![UDL_COBRANDING_UJM-CNJM_124x300.png](attachment:UDL_COBRANDING_UJM-CNJM_124x300.png)

<center><span style="font-size:35px"><b>Advanced Machine Learning</b></span><br><br><span style="font-size:25px">Proximal Splitting Algorithms</span></center>

In [None]:
import numpy as np
import matplotlib.pyplot as plt
import torch
import pandas as pd

# PART 1: Feature Selection with Lasso

The **Least Absolute Shrinkage and Selection Operator (LASSO)** is a mathematical operator used in linear regression use to penalize the absolute values of regression coefficients, encouraging some coefficients to be exactly zero. This helps with feature selection and model simplification by reducing the number of relevant variables considered in the model. More formally, given some input matrix $X\in\mathbb{R}^{m\times n}$ and some output vector $y\in\mathbb{R}^m$, it finds a linear relationship $y \approx X \hat{w}$ where

$$\begin{equation}\hat{w}=\underset{w\in\mathbb{R}^n}{\mathrm{argmin}}\; \frac{1}{2}\| y - Xw\|_2^2 + \lambda \| w\|_1\quad\text{with}\quad\lambda>0\end{equation}$$

The regularization parameter $\lambda>0$ has to be selected in order to tune the right balance the data fidelity and regularization terms.

# 1.1. Dataset and Preprocessing

We consider the following *House Prices* dataset [1].

> Ask a home buyer to describe their dream house, and they probably won't begin with the height of the basement ceiling or the proximity to an east-west railroad. But this playground competition's dataset proves that much more influences price negotiations than the number of bedrooms or a white-picket fence.
>
> With 79 explanatory variables describing (almost) every aspect of residential homes in Ames, Iowa, your goal is to predict the final price of each home.



**Exercice:** Load the data from the file *train.csv* by using pandas. Comment the data.

**Exercice:** We consider the following preprocessing where 1) the categorial features are converted into numerical features by using the function *LabelEncoder* and 2) the instances with *NaN* values are removed by resorting to the function *dropna* of the Pandas library.
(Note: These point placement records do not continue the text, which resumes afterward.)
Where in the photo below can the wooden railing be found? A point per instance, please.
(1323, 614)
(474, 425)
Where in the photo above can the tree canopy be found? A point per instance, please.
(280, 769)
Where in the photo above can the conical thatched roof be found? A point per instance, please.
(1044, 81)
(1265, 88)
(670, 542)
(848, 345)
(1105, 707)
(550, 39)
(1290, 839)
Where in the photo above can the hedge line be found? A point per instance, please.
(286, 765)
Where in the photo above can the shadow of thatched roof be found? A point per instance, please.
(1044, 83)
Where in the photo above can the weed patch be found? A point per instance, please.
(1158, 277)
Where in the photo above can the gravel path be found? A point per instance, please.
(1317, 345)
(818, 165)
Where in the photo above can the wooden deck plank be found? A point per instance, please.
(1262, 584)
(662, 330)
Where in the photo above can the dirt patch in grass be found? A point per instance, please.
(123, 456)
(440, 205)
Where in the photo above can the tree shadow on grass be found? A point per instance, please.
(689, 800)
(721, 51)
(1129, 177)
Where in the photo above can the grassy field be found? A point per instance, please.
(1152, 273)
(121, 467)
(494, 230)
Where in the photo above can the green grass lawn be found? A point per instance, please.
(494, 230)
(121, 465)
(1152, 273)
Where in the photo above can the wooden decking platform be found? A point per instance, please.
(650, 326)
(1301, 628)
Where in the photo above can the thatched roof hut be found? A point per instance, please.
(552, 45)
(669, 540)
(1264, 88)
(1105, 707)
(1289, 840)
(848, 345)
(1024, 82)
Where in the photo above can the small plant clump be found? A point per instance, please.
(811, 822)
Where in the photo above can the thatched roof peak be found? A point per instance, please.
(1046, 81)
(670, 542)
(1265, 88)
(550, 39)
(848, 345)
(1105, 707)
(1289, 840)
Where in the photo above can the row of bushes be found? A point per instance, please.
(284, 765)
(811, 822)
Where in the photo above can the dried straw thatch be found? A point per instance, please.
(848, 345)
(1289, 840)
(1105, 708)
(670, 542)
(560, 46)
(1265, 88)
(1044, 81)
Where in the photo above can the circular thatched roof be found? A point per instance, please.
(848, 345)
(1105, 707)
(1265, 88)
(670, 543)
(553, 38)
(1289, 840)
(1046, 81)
Comment.

In [None]:
from sklearn.preprocessing import LabelEncoder
numerics = ['int16', 'int32', 'int64', 'float16', 'float32', 'float64']
non_numeric_cols = data.select_dtypes(exclude=numerics).columns

le = LabelEncoder()
for col in non_numeric_cols:
    data[col] = le.fit_transform(data[col])
data = data.dropna()


**Exercice:** In the following, we would like to predict the *SalePrice* (denoted $y$) of the house from all the other different features (denoted $X$). Extract $\{X,y\}$ from the data. You might resort to *.drop* from the Pandas library. Then, convert them to numpy arrays.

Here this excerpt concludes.